Renal cell carcinoma (also called cancer of the kidney or renal adenocarcinoma) is a disease in which cancer (malignant) cells are found in certain tissues of the kidney. Inside each kidney there are tiny tubules that filter and clean the blood, taking out waste products, and making urine. Renal cell carcinoma is a cancer of the lining of these tubules in the kidney. Renal cell carcinoma accounts for approximately 85% of all kidney cancers. Signs of this cancer are difficult to detect in early stages of the disease, and about half of the patients are diagnosed when the disease has spread around the kidney or to distant parts of the body. Surgery is a common treatment of renal cell carcinoma, and allows taking out the cancer in an operation, although the cancer may appear again. Renal cell carcinoma is life-threatening.

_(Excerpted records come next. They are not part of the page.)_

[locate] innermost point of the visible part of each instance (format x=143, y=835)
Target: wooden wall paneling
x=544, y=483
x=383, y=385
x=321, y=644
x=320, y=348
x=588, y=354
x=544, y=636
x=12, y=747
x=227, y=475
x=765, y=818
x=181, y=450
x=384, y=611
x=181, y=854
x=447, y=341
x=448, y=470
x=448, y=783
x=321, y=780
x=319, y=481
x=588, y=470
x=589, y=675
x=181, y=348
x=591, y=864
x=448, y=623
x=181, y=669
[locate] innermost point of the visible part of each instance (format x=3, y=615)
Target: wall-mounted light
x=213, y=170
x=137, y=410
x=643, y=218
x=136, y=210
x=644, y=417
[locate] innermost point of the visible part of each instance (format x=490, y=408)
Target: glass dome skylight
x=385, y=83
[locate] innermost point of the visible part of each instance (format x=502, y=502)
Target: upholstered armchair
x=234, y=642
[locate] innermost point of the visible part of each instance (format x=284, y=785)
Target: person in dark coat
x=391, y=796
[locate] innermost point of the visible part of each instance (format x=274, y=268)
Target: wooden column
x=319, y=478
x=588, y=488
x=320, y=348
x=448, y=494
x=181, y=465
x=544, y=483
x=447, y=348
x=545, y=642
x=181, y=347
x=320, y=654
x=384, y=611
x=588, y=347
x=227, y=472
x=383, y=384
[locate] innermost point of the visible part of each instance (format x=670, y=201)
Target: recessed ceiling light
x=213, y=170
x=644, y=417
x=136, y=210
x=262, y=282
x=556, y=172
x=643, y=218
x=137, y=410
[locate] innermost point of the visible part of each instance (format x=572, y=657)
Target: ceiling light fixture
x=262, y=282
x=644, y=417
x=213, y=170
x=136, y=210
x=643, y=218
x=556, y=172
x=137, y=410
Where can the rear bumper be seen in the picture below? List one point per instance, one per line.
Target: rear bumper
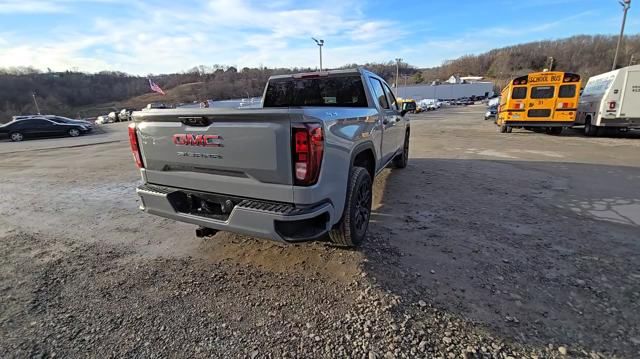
(271, 220)
(539, 123)
(620, 122)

There are treatments for most patients with renal cell cancer. These may include surgery (taking out the cancer in an operation), chemotherapy (using drugs to kill cancer cells), radiation therapy (using high-dose x-rays or other high-energy rays to kill cancer cells), hormone therapy (using hormones to stop cancer cells from growing), and biological therapy (using the body's immune system to fight cancer). The primary therapy for advanced renal cell carcinoma is chemotherapy with biologic agents such as interleukin-2 and interferon-?. Recently, other anticancer drugs (sorafenib and sunitinib) aimed at stopping cancer cells growth have also been authorised in the Community for the treatment of renal cell carcinoma.
The sponsor has submitted satisfactory argumentation to justify the assumption that talactoferrinum alpha might be of potential significant benefit for the treatment of renal cell carcinoma. This could represent an additional treatment option for patients with renal cell carcinoma. This assumption will have to be confirmed at the time of marketing authorisation; this will be necessary to maintain the orphan status.

According to the information provided by the sponsor, renal cell carcinoma was considered to affect less than 193,000 persons in the European Union.

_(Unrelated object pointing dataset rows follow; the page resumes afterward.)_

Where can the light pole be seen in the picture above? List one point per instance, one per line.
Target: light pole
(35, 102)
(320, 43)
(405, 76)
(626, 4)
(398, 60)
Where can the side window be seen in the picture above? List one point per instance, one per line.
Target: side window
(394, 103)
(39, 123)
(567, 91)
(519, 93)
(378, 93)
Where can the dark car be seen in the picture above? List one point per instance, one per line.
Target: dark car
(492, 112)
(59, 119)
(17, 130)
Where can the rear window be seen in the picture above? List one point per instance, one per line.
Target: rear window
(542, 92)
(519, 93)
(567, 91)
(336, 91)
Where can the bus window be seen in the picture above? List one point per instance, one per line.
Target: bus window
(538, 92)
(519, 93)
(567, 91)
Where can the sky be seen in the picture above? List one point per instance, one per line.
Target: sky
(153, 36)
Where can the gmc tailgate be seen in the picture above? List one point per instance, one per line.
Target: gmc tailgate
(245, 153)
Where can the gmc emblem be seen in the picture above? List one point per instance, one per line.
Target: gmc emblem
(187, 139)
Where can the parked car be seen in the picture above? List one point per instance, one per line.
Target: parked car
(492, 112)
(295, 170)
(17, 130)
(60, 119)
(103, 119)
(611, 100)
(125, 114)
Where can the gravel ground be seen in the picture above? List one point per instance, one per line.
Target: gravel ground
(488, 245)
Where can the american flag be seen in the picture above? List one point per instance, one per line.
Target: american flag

*Disclaimer: For the purpose of the designation, the number of patients affected by the condition is estimated and assessed based on data from the European Union (EU 25), Norway, Iceland and Lichtenstein. This represents a population of 459,700,000 (Eurostat 2004). This estimate is based on available information and calculations presented by the sponsor at the time of the application.

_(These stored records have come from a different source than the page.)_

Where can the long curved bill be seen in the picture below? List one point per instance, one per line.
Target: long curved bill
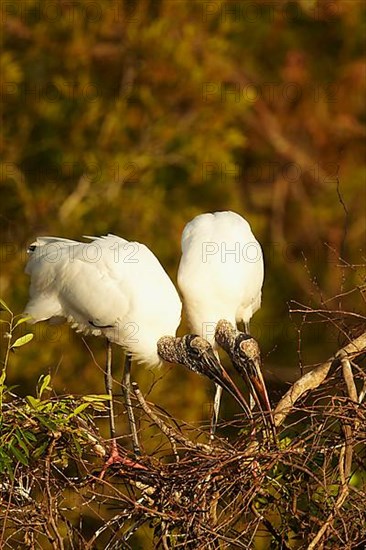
(253, 376)
(219, 375)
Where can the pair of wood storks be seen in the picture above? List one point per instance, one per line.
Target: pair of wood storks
(118, 289)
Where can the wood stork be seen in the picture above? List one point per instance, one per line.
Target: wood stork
(117, 289)
(197, 354)
(245, 355)
(220, 276)
(110, 287)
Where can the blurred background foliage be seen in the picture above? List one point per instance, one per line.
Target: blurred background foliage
(132, 117)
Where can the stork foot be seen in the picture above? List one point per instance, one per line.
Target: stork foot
(115, 458)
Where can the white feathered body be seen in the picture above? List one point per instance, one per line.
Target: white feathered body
(221, 271)
(109, 286)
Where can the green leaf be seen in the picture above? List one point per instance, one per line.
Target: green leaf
(78, 410)
(38, 452)
(22, 320)
(22, 340)
(44, 381)
(4, 307)
(18, 454)
(91, 398)
(19, 437)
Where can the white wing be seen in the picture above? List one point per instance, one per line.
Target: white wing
(221, 271)
(109, 285)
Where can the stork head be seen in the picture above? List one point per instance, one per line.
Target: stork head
(197, 354)
(245, 355)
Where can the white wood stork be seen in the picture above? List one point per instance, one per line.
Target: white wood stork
(109, 287)
(117, 289)
(220, 276)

Talactoferrinum alpha is a protein that is normally present in the human body. Talactoferrinum alpha binds to the cells that cover the gut, and stimulates an immune reaction in the so-called Gut Associated Lymphoid Tissue (GALT). GALT is a complex system of cells located in the gut that react to different stimuli, and respond by starting immune responses. When GALT response is triggered by talactoferrinum, certain substances are produced and poured into the blood; these substances, in turn, stimulate other cells involved in anti-tumour immune reactions, even in distant organs (such as the kidney in this case).

At the time of submission of the application for orphan designation, clinical trials in patients with renal cell carcinoma were ongoing.
Talactoferrinum alpha was not authorised anywhere in the world for renal cell carcinoma, or designated as orphan medicinal product elsewhere for this condition, at the time of submission.
According to Regulation (EC) No 141/2000 of 16 December 1999, the Committee for Orphan Medicinal Products (COMP) adopted on 12 April 2007 a positive opinion recommending the grant of the above-mentioned designation.

• the seriousness of the condition,
• the existence or not of alternative methods of diagnosis, prevention or treatment and
• either the rarity of the condition (considered to affect not more than five in ten thousand persons in the Community) or the insufficient return of development investments.

Designated orphan medicinal products are still investigational products which were considered for designation on the basis of potential activity. An orphan designation is not a marketing authorisation. As a consequence, demonstration of the quality, safety and efficacy will be necessary before this product can be granted a marketing authorisation.